Switch to the "Intranet/Extranet" workflow. When switching you will be asked to choose equivalent states for content in the new workflow. When the new workflow is applied the content will be transitioned from the old workflow states to the new according to the mapping you choose.
Try adding content with one user, editing, reviewing and accessing content while not logged in.
An often requested feature is the separation between internal and external content. Instead of having two separate publishing systems, it is possible to apply the pattern with a set of additional states in the workflow.
Thus instead of having a single published state, there's now internally and externally published states. In the first only site members can view pages, in the second anyone including anonymous users can view.

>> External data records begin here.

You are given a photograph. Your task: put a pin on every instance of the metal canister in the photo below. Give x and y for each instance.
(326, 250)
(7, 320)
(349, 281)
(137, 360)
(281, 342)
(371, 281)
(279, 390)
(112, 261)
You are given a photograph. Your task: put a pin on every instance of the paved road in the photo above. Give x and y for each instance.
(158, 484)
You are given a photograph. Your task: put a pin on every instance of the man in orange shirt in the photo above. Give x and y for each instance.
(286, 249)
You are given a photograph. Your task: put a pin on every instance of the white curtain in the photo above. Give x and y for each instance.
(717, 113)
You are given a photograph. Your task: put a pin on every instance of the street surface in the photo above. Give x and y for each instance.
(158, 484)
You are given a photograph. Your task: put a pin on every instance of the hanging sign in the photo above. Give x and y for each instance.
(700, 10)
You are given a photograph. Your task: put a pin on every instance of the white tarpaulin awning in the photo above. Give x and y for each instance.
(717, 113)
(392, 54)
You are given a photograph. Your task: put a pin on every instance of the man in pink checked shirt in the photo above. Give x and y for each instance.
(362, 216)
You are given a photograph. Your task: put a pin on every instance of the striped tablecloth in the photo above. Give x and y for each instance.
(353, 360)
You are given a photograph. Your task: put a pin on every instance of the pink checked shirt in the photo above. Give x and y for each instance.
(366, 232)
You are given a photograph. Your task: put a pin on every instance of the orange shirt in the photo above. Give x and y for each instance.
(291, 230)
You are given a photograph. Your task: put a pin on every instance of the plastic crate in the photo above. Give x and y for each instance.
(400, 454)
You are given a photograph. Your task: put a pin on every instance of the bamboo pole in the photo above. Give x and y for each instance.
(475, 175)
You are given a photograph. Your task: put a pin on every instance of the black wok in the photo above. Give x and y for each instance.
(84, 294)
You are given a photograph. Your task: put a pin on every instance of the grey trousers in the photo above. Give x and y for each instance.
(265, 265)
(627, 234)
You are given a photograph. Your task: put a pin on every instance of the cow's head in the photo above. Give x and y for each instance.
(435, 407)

While a page is in the internal draft state it can be viewed and edited by owners and editors and viewed by all members. But in the private state only the owner and members who have been granted the permissions to edit or contribute to the content can view.
Once internally or externally published only a manager user can manipulate content's state and the pages are no longer editable. This encourages a hierarchical review process where a select set of decision makers interact with content producers, editors, and reviewers. This pattern is often found in a print or electronic publication office.
- Users can create content that is immediately publicly accessible.
- Content can be submitted for publication by the content's creator or a Manager, which is typically done to promote events or news to the front page.
- Reviewers can publish or reject content, content owners can retract their submissions.
- While the content is awaiting review it is readable by anybody.
- If content is published, it can only be retracted by a Manager.
In case your site is dedicated to an open community of members and you don't intend to prevent the public from viewing content while it is still in the process of being considered for publishing, the community workflow might fit your needs.
This could be the case for a users' group site. While all registered members might be trusted to generate relevant content, a select few can be trusted to mark content public. As the description suggests the public state can be used to identify content featured on the home page or in another case the published state can be used for syndication.
One State Workflow
- Essentially a workflow with no transitions, but has a Published state, so portlets and applications that expect that state will continue to work
The simplest of all the workflows is most useful with a personal web application, such as a blog. In the case when only a single person manages the content, she might decide that it is not helpful to have the additional step of marking content public where all content is meant to be public.
With Plone 3 the already rich workflow story has been enhanced to allow organizations as varied as a personal blog and a large publishing office to easily represent their business process in the content management system. Remember that the best way to find the workflow that works for you is to try the different workflows and to find one that closely matches your requirements.